Your Agent Failed in Prod. Good Luck Reproducing It. - Tisha Chawla & Susheem Koul, Microsoft

Tisha Chawla and Susheem Koul from Microsoft highlight the challenges of reproducing AI agent failures in production due to inherent non-determinism and propose focusing on replayability rather than exact determinism. They introduce Chronicle, a tool that records detailed execution traces and supports selective replay and testing, enabling effective debugging and improving reliability in AI agent deployments.

The video, presented by Tisha Chawla and Susheem Koul from Microsoft, addresses a common challenge in production AI agents: the inability to reproduce failures that occur in real-world environments. They illustrate this with an example where an agent incorrectly interprets a user request to sell $1,000 worth of stock as selling 1,000 shares, leading to a costly mistake. Despite the error, the system returns a successful response, making it difficult to detect and debug. The typical engineering approach of rerunning the same prompt locally often fails to reproduce the issue due to inherent non-determinism in AI models and system-level factors like batch processing and mixture of experts routing.
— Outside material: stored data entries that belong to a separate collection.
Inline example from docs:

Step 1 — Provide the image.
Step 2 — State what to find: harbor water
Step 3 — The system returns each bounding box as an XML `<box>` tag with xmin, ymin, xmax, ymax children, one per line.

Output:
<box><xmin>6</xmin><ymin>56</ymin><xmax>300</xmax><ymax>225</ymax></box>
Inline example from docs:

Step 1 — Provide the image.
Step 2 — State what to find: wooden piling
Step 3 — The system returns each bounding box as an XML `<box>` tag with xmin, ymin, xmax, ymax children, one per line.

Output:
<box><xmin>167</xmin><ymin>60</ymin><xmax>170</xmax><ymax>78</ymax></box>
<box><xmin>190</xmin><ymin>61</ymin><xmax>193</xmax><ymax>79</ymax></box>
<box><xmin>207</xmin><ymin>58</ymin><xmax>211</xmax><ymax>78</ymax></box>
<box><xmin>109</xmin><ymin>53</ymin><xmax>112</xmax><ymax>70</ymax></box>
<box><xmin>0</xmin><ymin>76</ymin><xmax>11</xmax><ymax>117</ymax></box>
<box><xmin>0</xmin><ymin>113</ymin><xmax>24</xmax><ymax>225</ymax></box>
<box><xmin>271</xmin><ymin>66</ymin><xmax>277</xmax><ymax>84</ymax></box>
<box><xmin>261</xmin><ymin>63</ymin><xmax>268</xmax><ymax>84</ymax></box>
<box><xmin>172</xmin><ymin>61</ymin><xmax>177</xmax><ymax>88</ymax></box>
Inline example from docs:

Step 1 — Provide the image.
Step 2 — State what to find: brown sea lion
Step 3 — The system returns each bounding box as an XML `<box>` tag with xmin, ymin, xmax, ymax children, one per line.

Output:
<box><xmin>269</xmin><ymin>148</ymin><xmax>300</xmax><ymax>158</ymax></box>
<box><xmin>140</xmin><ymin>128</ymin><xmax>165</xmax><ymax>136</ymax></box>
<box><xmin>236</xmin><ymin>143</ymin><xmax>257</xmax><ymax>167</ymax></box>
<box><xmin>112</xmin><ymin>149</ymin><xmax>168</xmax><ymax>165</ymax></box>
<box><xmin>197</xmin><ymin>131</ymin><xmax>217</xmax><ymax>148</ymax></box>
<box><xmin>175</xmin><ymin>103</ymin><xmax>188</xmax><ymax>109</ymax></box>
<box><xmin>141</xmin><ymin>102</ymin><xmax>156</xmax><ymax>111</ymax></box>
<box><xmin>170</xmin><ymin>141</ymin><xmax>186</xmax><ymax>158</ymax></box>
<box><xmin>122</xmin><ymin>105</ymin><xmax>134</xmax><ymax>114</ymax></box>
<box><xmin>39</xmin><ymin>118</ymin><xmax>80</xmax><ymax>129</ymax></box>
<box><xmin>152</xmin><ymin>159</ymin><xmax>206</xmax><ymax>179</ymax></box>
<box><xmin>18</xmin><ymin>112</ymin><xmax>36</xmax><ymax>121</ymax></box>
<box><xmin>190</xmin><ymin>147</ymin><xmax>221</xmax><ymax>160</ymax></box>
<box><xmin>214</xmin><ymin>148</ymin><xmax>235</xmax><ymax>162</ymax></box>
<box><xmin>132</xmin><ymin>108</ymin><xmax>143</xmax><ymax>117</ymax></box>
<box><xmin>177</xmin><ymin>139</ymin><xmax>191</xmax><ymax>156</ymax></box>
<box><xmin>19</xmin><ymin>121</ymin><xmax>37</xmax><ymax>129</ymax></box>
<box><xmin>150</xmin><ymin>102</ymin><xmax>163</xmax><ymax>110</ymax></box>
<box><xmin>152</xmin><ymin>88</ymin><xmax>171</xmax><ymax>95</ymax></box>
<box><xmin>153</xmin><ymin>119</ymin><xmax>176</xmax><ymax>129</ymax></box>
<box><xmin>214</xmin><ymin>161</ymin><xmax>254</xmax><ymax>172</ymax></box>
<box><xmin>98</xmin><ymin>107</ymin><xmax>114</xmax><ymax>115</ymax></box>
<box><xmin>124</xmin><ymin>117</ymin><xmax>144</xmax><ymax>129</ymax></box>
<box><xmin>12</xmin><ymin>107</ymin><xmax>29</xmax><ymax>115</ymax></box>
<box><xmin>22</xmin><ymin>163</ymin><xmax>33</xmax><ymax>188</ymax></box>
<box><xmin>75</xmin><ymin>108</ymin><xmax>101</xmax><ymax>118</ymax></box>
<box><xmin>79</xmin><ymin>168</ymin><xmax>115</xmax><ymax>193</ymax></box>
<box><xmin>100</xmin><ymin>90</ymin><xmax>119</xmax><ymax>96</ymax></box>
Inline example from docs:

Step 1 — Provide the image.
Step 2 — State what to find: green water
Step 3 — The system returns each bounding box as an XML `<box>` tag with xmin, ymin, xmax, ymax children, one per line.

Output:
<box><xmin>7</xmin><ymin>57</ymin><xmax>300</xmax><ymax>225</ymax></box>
The speakers emphasize that the pursuit of bitwise determinism—getting the exact same output from the model every time—is misguided and practically impossible with current AI APIs. Instead, they propose focusing on replayability, which means capturing enough information about each run to recreate the state transitions and debug the system effectively, even if the model’s outputs vary. This shift from determinism to observability allows engineers to understand and fix issues without needing the model to behave identically every time.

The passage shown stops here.